When the investigators were ready to question him, he motioned them to the pair of white sofas, but the suggestion made the occasion too social. The red-headed detective from the state police post in Pickax preferred to sit at the dining table, and the sheriff’s deputy preferred to remain standing. The table was cluttered as usual with writing paraphernalia: typewriter, papers, books, files, pens and pencils, scissors, staple gun, paper clips, and rubber cement—plus the recent addition of a faded pink brocade candybox adorned with a lacy heart.

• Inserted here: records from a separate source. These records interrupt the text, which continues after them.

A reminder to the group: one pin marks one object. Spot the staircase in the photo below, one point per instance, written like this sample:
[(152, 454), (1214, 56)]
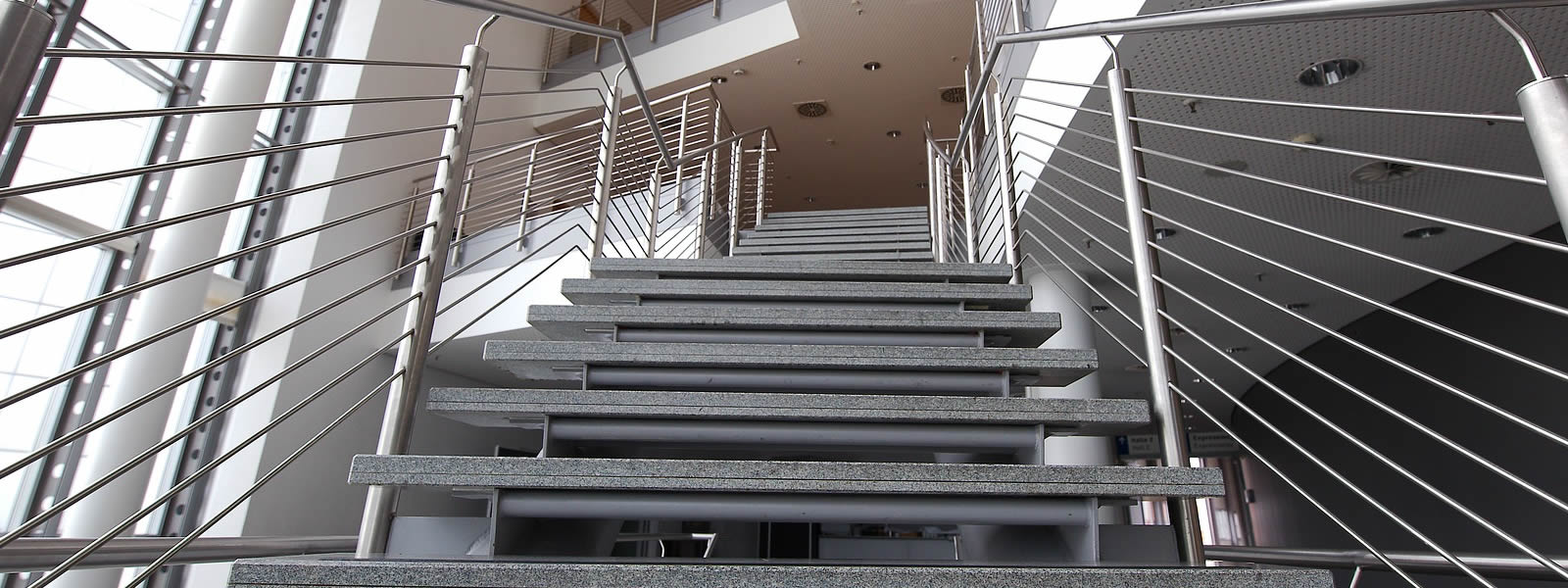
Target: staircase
[(807, 380)]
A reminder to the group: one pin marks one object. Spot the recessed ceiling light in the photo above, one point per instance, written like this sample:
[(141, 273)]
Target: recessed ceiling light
[(954, 94), (1233, 165), (1329, 73), (1384, 172)]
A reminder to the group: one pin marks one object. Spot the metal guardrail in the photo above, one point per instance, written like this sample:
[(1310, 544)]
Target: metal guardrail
[(979, 209)]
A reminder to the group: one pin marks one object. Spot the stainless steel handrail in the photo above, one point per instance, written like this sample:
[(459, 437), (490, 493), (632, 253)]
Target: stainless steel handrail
[(1250, 15), (541, 18)]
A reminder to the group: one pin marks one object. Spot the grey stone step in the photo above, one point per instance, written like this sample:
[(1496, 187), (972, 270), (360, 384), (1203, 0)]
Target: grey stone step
[(808, 270), (770, 368), (530, 407), (841, 212), (811, 221), (811, 477), (869, 256), (765, 250), (612, 290), (593, 321), (784, 239), (750, 234), (344, 571), (913, 221)]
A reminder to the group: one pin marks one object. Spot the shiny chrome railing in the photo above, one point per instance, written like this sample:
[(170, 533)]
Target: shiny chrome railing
[(1078, 209), (496, 208)]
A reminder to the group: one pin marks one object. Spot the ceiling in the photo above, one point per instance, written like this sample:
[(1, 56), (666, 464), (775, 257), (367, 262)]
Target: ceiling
[(1450, 62)]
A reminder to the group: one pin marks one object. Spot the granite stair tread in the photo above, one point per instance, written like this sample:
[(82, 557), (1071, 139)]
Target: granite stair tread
[(488, 407), (807, 270), (592, 321), (776, 250), (843, 212), (342, 571), (548, 360), (814, 477), (909, 221), (618, 290)]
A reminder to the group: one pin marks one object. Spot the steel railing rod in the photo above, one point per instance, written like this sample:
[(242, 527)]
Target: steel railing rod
[(216, 413), (1494, 564), (170, 276), (1352, 153), (44, 553), (118, 115), (206, 161), (1385, 308), (148, 397), (271, 474), (235, 57), (1346, 435), (504, 300), (1366, 203), (135, 229), (1340, 107), (1392, 412), (1379, 255)]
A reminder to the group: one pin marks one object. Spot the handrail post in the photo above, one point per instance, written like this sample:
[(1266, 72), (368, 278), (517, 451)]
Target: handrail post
[(1004, 153), (606, 170), (736, 170), (28, 27), (1152, 305), (527, 195), (762, 177), (420, 318)]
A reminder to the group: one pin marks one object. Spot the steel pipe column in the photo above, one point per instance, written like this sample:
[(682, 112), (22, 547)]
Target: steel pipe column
[(1152, 302), (420, 318), (1544, 107)]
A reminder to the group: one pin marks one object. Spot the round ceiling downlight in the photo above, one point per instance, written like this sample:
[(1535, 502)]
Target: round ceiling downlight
[(1384, 172), (1329, 73)]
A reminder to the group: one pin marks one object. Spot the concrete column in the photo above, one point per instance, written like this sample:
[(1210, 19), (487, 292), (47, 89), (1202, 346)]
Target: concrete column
[(255, 27)]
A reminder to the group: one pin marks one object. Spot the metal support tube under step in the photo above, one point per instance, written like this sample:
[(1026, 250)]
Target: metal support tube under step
[(796, 337), (916, 510), (925, 436), (698, 378)]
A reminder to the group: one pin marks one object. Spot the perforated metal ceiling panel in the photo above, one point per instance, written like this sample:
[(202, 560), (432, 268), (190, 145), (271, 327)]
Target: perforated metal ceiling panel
[(1450, 62)]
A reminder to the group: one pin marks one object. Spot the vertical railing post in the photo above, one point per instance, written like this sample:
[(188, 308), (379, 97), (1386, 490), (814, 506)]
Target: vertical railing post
[(762, 177), (420, 318), (1152, 305), (653, 208), (527, 195), (1008, 187), (736, 170), (606, 169), (28, 28)]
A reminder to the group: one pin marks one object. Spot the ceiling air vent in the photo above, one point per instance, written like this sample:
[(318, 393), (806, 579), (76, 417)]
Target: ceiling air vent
[(1384, 172), (812, 109)]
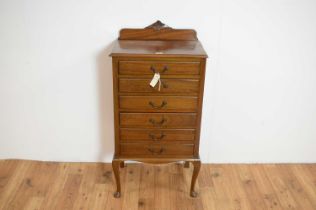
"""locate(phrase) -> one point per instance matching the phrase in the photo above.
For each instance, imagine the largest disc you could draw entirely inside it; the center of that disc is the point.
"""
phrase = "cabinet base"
(118, 163)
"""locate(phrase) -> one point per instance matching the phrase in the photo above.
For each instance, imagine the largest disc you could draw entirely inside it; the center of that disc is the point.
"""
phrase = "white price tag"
(155, 80)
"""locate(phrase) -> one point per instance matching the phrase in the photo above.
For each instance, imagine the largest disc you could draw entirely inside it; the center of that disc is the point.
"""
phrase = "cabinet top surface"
(157, 48)
(158, 40)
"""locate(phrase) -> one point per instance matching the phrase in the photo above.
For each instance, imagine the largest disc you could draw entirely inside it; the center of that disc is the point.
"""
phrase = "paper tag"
(155, 80)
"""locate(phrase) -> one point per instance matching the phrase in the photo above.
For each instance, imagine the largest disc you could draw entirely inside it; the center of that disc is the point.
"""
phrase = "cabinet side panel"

It caught the detective’s attention, and Qwilleran thought, Let him make of that what he will.
Everyone in Moose County knew the Klingenschoen name, the Klingenschoen property, the identity of the Klingenschoen heir, and the size and droop of his moustache. Nevertheless, the detective asked routine questions in a polite, non-threatening way, and Qwilleran answered promptly and briefly.
“Your full name, sir?”
“James Qwilleran, spelled with a w. No initial.”
“May I see your driver’s license?” The detective accepted it and handed it back with barely a glance at the moustache on the card and the moustache on the face. “What is your legal address?”
“Number 315 Park Circle, Pickax.”
“How long have you resided at that address?”